Table Of Contents

Previous topic

Composition models

Next topic

Evaluation of similarity scores

This Page

Similarity queries

Jump to command-line usage.

Python code

Comparing two words/phrases

A semantic space can be used to compute a similarity score between two words or phrases, given a similarity measure:

#ex06.py
#-------
from composes.utils import io_utils
from composes.similarity.cos import CosSimilarity

#load a space
my_space = io_utils.load("./data/out/ex01.pkl")

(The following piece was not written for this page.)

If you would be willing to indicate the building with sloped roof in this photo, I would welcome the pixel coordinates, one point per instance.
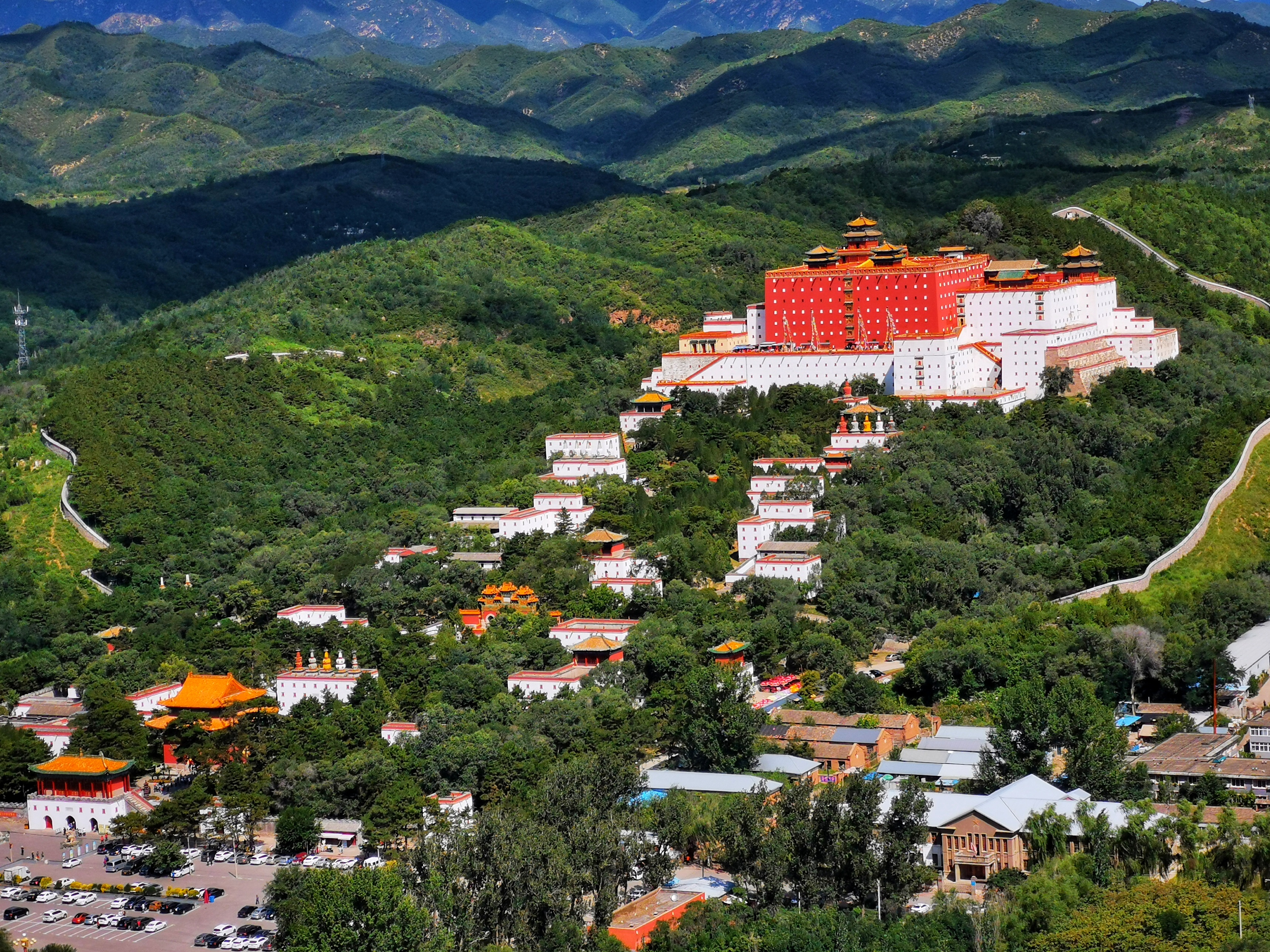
(975, 836)
(82, 792)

print my_space.cooccurrence_matrix
print my_space.id2row

#compute similarity between two words in the space 
print my_space.get_sim("car", "car", CosSimilarity())
print my_space.get_sim("car", "book", CosSimilarity())

List of available similarity measures.

The words/phrases to be compared DO NOT have to be stored in the same semantic space (although of course they must be represented by the same number of dimensions). Computing similarities between elements from different spaces:

#ex07.py
#-------
from composes.utils import io_utils
from composes.similarity.cos import CosSimilarity

#load two spaces
my_space = io_utils.load("./data/out/ex01.pkl")
my_per_space = io_utils.load("./data/out/PER_SS.ex05.pkl")

print my_space.id2row
print my_per_space.id2row

#compute similarity between a word and a phrase in the two spaces
print my_space.get_sim("car", "sports_car", CosSimilarity(), 
                       space2 = my_per_space)

Finding neighbours

A semantic space can also be used to compute the k-nearest neighbours of a word or phrase, according to a similarity measure:

#ex08.py
#-------
from composes.utils import io_utils
from composes.similarity.cos import CosSimilarity

#load a space
my_space = io_utils.load("./data/out/ex01.pkl")

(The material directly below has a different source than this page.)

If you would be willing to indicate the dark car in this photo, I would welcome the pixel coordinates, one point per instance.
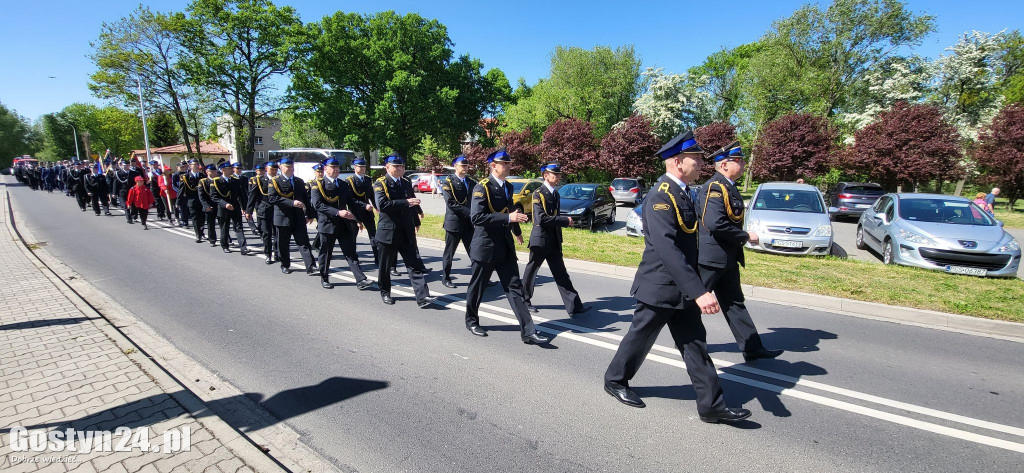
(851, 199)
(587, 204)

#get the top 2 neighbours of "car"
print my_space.get_neighbours("car", 2, CosSimilarity())

Again, the neighbours can be extracted from a different space:

#ex09.py
#-------
from composes.utils import io_utils
from composes.similarity.cos import CosSimilarity

#load two spaces
my_space = io_utils.load("./data/out/ex01.pkl")
my_per_space = io_utils.load("./data/out/PER_SS.ex05.pkl")

print my_space.id2row
print my_space.cooccurrence_matrix
print my_per_space.id2row
print my_per_space.cooccurrence_matrix

#get the top two neighbours of "car" in a peripheral space 
print my_space.get_neighbours("car", 2, CosSimilarity(), 
                              space2 = my_per_space)

Command-line tools

Comparing a list of word or phrase pairs

Usage:

python2.7 compute_similarities.py [options] [config_file]

Options:

-i, --input input_comparison_file

Input file containing the list of word/phrase pairs to be compared (NB: if an element of a pair to be compared is not in the space(s) used for the comparison, the pair will be assigned 0 similarity).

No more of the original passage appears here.